# NYC Street crossing



## bigtwinky (Aug 23, 2010)

Thoughts, input...all appreciated 








More images of New York up on my blog...link below


----------



## Hillsong (Aug 23, 2010)

I like the perspective. Just out of curiosity, how did you achieve that angle? Put up a ladder in the middle of the intersection?


----------



## pbelarge (Aug 23, 2010)

Were you on one of the tour buses when you shot this photo?


----------



## bigtwinky (Aug 23, 2010)

I simply put on my anti-gravity boots and floated up.  

My wife suggested that we take the tour bus (something we both hate doing - but at least it was a hop on and hop off thing) to see if I would get some interesting camera angles.  Plus, we were tired of walking so much haha.


----------



## KmH (Aug 23, 2010)

The leading lines lead to infinity, away from what seems to have been your intended subject, the people in the cross walk. At least based on your thread title.


----------



## bigtwinky (Aug 23, 2010)

KmH said:


> The leading lines lead to infinity, away from what seems to have been your intended subject, the people in the cross walk. At least based on your thread title.



Good eye, thanks for pointing that out.

What caught me by the scene (and general life in NYC) was the chaos that happened when a light would change...people rushing, cars turning, horns honking... everyone trying to get somewhere as far as the eye could see.


----------



## pbelarge (Aug 23, 2010)

bigtwinky said:


> KmH said:
> 
> 
> > What caught me by the scene (and general life in NYC) was the chaos that happened when a light would change...people rushing, cars turning, horns honking... everyone trying to get somewhere as far as the eye could see.
> ...


----------



## kundalini (Aug 23, 2010)

sorry twinky, but I didn't post in the other thread..... something about jackets, the met and cabs..... 'kin awesome series.  Diggin' the PoV on this one bro.

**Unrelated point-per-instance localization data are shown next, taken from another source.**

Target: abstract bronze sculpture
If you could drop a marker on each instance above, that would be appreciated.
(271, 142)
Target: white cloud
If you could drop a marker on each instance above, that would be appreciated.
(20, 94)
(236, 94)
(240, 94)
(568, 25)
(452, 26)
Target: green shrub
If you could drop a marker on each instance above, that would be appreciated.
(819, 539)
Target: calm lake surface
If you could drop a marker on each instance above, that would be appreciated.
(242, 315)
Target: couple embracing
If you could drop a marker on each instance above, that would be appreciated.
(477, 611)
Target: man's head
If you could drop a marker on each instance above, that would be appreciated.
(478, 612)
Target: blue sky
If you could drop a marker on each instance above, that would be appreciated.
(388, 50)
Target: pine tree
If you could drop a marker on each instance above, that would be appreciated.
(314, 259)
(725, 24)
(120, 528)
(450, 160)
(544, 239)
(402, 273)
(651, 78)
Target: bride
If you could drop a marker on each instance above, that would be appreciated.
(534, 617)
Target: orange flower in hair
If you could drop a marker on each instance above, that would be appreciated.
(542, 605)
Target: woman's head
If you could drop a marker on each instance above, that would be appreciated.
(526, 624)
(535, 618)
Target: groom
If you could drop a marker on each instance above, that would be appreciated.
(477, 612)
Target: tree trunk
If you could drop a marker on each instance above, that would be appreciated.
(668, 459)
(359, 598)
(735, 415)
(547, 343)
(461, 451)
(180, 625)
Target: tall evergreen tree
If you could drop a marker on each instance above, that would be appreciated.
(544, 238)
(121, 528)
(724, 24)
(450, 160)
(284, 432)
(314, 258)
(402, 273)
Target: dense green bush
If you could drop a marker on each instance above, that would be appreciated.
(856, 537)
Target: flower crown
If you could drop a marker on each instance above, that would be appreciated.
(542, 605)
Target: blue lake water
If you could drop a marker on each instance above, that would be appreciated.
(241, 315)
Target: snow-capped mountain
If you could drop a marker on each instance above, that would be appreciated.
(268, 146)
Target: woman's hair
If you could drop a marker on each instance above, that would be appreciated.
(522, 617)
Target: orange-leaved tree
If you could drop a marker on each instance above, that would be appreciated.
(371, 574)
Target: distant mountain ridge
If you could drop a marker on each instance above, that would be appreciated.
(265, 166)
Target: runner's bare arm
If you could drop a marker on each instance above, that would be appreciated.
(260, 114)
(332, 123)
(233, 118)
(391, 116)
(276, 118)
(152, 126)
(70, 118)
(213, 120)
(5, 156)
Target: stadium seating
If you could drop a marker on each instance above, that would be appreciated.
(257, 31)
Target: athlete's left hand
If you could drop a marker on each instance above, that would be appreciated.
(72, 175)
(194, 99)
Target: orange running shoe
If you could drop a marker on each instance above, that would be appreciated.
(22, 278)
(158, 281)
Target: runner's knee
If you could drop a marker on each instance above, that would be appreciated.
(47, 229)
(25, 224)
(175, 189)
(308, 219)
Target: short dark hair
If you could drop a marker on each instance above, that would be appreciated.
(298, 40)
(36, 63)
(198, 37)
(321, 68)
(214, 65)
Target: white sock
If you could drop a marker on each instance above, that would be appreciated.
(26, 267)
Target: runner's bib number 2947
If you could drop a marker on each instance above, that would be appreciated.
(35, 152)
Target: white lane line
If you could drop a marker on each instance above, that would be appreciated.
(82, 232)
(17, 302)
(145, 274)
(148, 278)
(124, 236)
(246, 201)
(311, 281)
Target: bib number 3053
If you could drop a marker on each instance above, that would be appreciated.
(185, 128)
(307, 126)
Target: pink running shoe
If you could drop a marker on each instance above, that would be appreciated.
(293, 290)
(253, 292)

btw, the met shot was killer, close second was the cabbie.


----------



## bigtwinky (Aug 23, 2010)

Pierre, I love downtown and urban environments.  But nothing compares to the hussle of NYC.  Being there during the week at rush hour trying to cross the street is pretty funny.  My wife and I got seperated a few times trying to cross a street.


No prob Kund, thanks for the comments, no matter which thread you put them in


----------



## dalcubierre (Aug 23, 2010)

That is a very cool picture.... a bus... that is a good way to get this angles... will have to try it...


----------



## TMWallace (Aug 23, 2010)

Awesome picture. When did you go? I was actually just there this past tuesday-saturday.


----------



## bigtwinky (Aug 23, 2010)

dalcubierre said:


> That is a very cool picture.... a bus... that is a good way to get this angles... will have to try it...



Make sure its the double decker ones and its not raining...or ensure your gear is ready for the water hehe.



> Awesome picture. When did you go? I was actually just there this past tuesday-saturday.



August 6th to the 10th.  Just getting around to the images now. 
Where did you stay?


----------



## IgsEMT (Aug 24, 2010)

DUDE, you were in NY and didn't holla?!
WTH?! You almost hurt my feelings.


----------



## Stephen.C (Aug 24, 2010)

Really cool perspective. Dig the B&W.
How do you like NYC, Im going to try to take a bus to the city this week for a day.


----------



## bigtwinky (Aug 24, 2010)

IgsEMT said:


> DUDE, you were in NY and didn't holla?!
> WTH?! You almost hurt my feelings.



No harm intended.  It was a last minute trip we booked within a week.  We are heading back in a few months, so I'll buy the first round


----------



## pbelarge (Aug 24, 2010)

And you are not sure exactly where to start or what to see, check this link, it may help you. The link and asking questions here from people who spend time in NYC can be a big time saver.

NYC Photos Gallery - New York City Photography through Pics, Photos, Images


----------



## Bram (Aug 25, 2010)

Love the look down the road, kind of a never ending type idea. Love the shot.


----------